Realising poking fun at the regime would be suicidal, Atrafi’s comedian dad quit the laughs and fled with his wife to neighbouring Pakistan. “He would have been killed for sure,” says Atrafi.
“Six months later, we had a plan and we were ready to go too.”
Although Pakistan had officially closed its border, there were still holes through which many families passed.
From Kabul, the Atrafis travelled to a spot where they could begin the trek over the mountains to a remote, relaxed section of the border.
First, they hired the transport to carry them safely through the mountain passes: “A horse for me and donkey for the girls. And they cost far more than an airline ticket,” Atrafi chuckles.
They had blue skies all the way up and over the freezing snowline, step by tedious wobbly step to freedom. The couple and their two small children rode along narrow paths, with dramatic drops on either side of them. From time to time, they’d see piles of donkey bones and the human remains below of those who’d toppled over on their way. They were beyond scared, says Atrafi, but excited to be getting away to a new life.
They made it to Pakistan, where they lived for more than a decade. Atrafi found a good job editing, and two more children were born.
But Atrafi’s parents and a sibling had already headed for New Zealand. He and his family decided to follow, so that they could be reunited, and his children could have a better life.
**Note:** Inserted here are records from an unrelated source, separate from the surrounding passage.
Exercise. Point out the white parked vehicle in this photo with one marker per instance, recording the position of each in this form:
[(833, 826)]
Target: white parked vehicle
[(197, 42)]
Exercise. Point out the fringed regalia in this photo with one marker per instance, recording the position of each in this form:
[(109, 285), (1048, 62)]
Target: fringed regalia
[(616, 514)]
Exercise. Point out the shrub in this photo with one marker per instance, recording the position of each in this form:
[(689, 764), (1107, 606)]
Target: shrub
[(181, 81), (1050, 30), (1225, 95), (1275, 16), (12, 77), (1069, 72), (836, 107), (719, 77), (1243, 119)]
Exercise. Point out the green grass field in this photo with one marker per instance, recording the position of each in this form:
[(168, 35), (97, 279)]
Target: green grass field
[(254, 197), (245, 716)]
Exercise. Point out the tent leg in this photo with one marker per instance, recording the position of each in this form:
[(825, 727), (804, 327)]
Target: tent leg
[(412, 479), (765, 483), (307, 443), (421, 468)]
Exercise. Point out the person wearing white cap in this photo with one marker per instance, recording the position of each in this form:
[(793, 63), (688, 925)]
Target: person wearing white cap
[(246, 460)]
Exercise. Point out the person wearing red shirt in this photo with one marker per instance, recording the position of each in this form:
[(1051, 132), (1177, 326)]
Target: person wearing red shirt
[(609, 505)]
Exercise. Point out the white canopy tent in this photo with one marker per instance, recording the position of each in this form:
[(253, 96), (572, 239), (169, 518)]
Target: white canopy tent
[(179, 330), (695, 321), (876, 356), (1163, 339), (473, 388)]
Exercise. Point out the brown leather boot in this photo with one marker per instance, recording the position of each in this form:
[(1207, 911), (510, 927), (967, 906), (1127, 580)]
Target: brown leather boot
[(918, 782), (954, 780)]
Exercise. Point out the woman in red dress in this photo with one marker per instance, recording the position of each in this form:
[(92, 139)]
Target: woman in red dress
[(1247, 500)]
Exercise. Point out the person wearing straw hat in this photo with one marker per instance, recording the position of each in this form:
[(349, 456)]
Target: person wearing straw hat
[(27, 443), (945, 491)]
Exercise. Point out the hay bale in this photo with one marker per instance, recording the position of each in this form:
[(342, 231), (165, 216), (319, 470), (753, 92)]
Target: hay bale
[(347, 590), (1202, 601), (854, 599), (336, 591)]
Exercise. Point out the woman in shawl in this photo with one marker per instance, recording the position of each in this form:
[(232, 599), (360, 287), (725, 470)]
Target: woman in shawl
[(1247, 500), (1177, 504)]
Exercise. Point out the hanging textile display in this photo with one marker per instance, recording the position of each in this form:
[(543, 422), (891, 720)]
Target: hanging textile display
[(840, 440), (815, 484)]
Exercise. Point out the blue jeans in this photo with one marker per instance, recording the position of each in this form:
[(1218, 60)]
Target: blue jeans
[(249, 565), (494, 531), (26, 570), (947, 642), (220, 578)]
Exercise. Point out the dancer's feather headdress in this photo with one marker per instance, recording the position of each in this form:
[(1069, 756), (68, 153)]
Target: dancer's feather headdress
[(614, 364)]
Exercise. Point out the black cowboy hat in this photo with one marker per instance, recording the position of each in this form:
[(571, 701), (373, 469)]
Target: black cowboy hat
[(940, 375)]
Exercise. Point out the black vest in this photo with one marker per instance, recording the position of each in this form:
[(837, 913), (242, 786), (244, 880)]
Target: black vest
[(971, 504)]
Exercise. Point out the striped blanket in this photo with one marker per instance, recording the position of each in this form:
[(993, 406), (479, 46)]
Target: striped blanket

But the challenges ahead turned out to be right up there with fleeing over snowy mountains.
The family transited through the refugee settlement facility in Mangere and arrived in Christchurch to join Atrafi’s parents in 2009. Tragically, just a year after their arrival, Atrafi was involved in a car accident that left him with severe spinal injuries, and confined to a wheelchair.
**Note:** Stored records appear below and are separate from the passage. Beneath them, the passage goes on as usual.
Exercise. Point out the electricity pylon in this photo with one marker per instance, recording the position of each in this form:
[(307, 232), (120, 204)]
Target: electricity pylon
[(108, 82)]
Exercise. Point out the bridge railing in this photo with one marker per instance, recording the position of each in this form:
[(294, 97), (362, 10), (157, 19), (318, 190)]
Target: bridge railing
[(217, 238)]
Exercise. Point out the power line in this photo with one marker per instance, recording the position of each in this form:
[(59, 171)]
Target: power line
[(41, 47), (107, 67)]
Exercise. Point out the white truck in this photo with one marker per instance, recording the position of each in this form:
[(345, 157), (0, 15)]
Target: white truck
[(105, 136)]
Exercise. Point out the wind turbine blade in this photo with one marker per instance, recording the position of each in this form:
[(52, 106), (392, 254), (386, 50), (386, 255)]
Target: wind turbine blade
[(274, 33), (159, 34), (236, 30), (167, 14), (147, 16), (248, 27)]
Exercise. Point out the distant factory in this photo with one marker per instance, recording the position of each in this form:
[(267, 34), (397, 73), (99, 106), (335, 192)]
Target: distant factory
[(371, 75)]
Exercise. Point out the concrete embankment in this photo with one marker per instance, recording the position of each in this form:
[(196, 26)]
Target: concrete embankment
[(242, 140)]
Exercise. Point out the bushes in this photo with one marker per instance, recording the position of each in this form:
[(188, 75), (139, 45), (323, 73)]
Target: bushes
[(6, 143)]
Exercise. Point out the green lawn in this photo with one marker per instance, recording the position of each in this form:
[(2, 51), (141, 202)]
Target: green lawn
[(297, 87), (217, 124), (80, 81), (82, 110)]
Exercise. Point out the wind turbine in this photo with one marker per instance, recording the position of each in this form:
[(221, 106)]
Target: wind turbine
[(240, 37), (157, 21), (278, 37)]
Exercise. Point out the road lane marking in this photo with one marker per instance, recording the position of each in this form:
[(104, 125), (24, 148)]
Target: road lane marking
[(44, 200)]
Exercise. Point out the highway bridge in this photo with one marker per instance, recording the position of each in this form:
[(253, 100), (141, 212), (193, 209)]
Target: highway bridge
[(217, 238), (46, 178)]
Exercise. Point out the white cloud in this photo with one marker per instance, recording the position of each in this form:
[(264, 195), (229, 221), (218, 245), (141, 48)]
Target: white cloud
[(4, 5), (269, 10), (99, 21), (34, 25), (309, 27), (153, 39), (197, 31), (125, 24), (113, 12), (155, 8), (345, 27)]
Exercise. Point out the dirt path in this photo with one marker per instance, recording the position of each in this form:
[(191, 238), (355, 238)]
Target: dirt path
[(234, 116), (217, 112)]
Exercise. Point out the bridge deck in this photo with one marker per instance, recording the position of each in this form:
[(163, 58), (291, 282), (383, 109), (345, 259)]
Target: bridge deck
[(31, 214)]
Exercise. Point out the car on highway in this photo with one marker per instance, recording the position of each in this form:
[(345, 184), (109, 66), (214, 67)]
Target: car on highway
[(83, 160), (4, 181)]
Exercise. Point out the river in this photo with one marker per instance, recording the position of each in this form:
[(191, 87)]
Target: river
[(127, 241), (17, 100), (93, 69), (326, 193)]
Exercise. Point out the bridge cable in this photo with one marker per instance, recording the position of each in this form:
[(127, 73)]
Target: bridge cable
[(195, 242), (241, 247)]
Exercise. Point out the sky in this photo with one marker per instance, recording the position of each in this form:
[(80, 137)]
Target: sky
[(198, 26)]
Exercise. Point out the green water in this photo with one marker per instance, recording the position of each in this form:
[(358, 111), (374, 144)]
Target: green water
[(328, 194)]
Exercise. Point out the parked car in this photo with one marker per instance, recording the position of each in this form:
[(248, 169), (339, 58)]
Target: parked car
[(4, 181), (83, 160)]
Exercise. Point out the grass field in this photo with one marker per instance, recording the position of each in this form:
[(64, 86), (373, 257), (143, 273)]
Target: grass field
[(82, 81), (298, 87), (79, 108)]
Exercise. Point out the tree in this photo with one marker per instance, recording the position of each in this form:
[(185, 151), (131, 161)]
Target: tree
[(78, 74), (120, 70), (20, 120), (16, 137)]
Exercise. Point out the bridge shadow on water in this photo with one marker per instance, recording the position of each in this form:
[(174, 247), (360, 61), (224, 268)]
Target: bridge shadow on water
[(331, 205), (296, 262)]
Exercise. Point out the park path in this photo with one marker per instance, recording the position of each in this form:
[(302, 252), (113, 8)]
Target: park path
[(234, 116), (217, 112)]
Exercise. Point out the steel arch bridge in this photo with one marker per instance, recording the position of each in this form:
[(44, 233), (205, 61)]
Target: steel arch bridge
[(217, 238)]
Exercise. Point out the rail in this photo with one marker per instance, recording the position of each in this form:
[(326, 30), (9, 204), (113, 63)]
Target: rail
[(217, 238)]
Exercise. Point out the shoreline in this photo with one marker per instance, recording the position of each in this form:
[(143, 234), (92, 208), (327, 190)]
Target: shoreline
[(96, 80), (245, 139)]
With his wife and children still making their way in their new city, he spent a year in a spinal unit.
Just as he’d settled back home with his family, the 2011 Christchuch earthquake took its toll on their new home city.
They were not as badly affected as some: “But the roof and the walls were falling in. What a day,” he says. “But we’d already been through big earthquakes back in Pakistan.”
The family moved to Auckland, where Masood and Kamila are well and truly settled into their Bayswater neighbourhood.
The kids they are so proud of have grown up and left home.
Most nights, Atrafi is either writing or online, in touch with his internationally scattered community and hoping to travel for more reunions.
When the Flagstaff visits, the couple are chuckling at the 360 ‘likes’ his love poem to Kamila has scored overnight since he published it on Facebook.
The poem is dedicated to the wife and friend who stuck by his side through good days and bad.
Even their early romance had tough beginnings in a strict culture of arranged marriages.
“I was peeping through my kitchen curtains with my mother when I first saw Kamila. And I knew I was in love with her from that moment and that I must marry her, even though she barely noticed me. I courted her by telephone for one year before we could meet. I was persistent.”
While Kamila, a law graduate in her home country, works as a home-support worker, Masood writes and prepares their dinner.
Atrafi rarely misses his daily 10km round trip down to Devonport village. He’s also often found repairing bikes, helping to supplement the couple’s income.
And sometimes he has earned a little extra by setting up a stall in summer on Memorial Drive, selling fruit.
At first he wonders how it will sound to people back home if they hear about the learned Atrafi selling plums. But then he says, “No, it’s okay. You can write that. It is the truth. Local people know me as the plum man. Or the bike man. That’s okay.
“It is good to have the chance to talk about our life story, but there is no point in looking back. We came to the right place. It is peaceful here and the people are lovely.”